Zdaniem metropolity dziś, po 40 latach, słowa Jana Pawła II są nadal aktualne, może nawet bardziej niż kiedyś. - Obecnie zamach na życie małżeńskie i rodzinne sięga jeszcze głębiej. Usiłuje się bowiem podważyć instytucję małżeństwa jako wspólnotę kobiety i mężczyzny. Podważanie to pragnie się zaczynać już od edukacji - a właściwie: deprawacji - dzieci i młodzieży przez wprowadzanie do szkół w niektórych samorządach tzw. karty LGBT i standardów WHO dotyczących edukacji seksualnej.
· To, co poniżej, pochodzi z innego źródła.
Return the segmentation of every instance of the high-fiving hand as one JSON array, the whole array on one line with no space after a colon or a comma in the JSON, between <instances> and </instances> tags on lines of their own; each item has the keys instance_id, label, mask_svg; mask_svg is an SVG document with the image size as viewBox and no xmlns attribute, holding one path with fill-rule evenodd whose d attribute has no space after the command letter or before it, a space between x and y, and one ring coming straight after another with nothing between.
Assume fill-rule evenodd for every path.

Stoi za tym ideologia gender, a do głosu chce dojść lewacki pomysł swoistej inżynierii społecznej o wyraźnym rodowodzie neomarksistowskim, który odrzuca zamysł Boga Stwórcy odnoszący się do człowieka i jego powołania - podkreślał abp Jędraszewski.
Prosił on też górali, by pamiętali, że jeśli rodzina odrzuci Boga jako swój fundament, będzie poddawana dziwnym i obracającym się przeciwko dobru ludzi eksperymentom, a człowiek będzie się stawał smutną i tragiczną karykaturą samego siebie.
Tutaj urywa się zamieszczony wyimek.